Yes, this. It is just the same with plants. Growing up in a passionate gardening environment (at one time there were three Master Gardeners in my immediate family, with three others working in the landscaping/nursery industry), where latin binomial nomenclature was just part of ordinary language, it always gave me pause how bizarrely ignorant the general populace is, even those who profess to “love gardening”. Goes double for anything to do with animals, whether it be domestic or wild.
I can’t remember a time before I was fascinated with animals, all animals but of course particularly horses (and dogs). I too was one of those people who read and re-read the entire row of 636 in the public library, and every single book of fiction that had a horse in it.
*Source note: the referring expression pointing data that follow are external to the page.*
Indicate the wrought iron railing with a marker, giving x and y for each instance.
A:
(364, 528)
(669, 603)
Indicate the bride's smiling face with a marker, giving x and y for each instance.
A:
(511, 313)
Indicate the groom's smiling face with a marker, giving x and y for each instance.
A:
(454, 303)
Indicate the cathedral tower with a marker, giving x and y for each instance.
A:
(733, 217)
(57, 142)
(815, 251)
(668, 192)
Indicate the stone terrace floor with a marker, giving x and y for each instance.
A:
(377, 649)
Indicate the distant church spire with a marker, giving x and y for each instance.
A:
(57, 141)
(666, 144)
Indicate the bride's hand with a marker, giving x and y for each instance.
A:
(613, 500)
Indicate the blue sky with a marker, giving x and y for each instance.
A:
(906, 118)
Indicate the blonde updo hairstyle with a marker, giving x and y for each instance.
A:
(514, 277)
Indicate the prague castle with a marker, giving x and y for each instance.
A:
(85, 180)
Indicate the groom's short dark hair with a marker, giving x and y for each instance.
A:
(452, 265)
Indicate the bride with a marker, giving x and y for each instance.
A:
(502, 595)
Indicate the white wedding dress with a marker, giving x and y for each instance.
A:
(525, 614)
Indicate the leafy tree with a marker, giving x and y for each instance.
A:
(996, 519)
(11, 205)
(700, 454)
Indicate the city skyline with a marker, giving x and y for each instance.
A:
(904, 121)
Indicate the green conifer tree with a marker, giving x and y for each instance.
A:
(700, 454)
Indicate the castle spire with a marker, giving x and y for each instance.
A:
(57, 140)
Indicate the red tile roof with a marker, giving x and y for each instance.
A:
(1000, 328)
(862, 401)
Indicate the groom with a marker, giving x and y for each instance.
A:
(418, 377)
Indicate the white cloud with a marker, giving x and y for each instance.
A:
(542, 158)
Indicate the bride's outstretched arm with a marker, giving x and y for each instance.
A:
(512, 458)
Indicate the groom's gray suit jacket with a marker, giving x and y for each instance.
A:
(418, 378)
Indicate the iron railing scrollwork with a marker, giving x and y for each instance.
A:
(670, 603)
By the time I was ten I could distinguish between a rhea and a cassowary, and had read long articles on the intelligence of cephalopods.
In my teens and early twenties I worked on various farms – an organic vegetable and flower farm, a sheep ranch, a diversified subsistence farm (where they put me to work baking the weekly bread and churning vast quantities of butter to freeze for the winter, while trying to train their half-wild horses). I helped butcher and process chickens, ducks, pigs, sheep.
It’s really hard for me to comprehend just how tiny the span of knowledge in the general public is. They know how to drive to the store and buy things, and use a computer. They barely read and write. They know nothing of the natural world – aka the real world. Come the climate disasters ahead, I think a lot of people won’t do well.